Re: Really odd issue (AWS related?)

Posted by Michael Theroux <mt...@yahoo.com>.

Hello,

We've done some additional monitoring, and I think we have more information.  We've been collecting vmstat information every minute, attempting to catch  a node with issues,.

So, it appears, that the cassandra node runs fine.  Then suddenly, without any correlation to any event that I can identify, the I/O wait time goes way up, and stays up indefinitely.  Even non-cassandra  I/O activities (such as snapshots and backups) start causing large I/O Wait times when they typically would not.  Previous to an issue, we would typically see I/O wait times 3-4% with very few blocked processes on I/O.  Once this issue manifests itself, i/O wait times for the same activities jump to 30-40% with many blocked processes.  The I/O wait times do go back down when there is literally no activity.   

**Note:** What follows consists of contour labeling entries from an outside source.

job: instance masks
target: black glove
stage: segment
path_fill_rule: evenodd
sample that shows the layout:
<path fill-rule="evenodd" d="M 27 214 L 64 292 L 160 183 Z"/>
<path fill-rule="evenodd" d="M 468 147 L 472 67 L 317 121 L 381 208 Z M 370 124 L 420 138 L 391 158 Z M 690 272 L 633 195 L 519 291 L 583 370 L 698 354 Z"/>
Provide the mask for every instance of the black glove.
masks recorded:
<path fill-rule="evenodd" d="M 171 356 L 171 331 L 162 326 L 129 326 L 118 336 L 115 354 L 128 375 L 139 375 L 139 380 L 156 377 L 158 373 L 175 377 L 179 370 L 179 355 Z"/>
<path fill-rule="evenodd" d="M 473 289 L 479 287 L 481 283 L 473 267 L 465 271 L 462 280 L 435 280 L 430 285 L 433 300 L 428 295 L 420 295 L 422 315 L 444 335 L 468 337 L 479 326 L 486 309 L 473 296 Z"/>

-  Updating the node to the latest Amazon Linux patches and rebooting the instance doesn't correct the issue.
-  Backing up the node, and replacing the instance does correct the issue.  I/O wait times return to normal.

One relatively recent change we've made is we upgraded to m1.xlarge instances which has 4 ephemeral drives available.  We create a logical volume from the 4 drives with the idea that we should be able to get increased I/O throughput.  When we ran m1.large instances, we had the same setup, although it was only using 2 ephemeral drives.  We chose to use LVM, vs. madm because we were having issues having madm create the raid volume reliably on restart (and research showed that this was a common problem).  LVM just worked (and had worked for months before this upgrade)..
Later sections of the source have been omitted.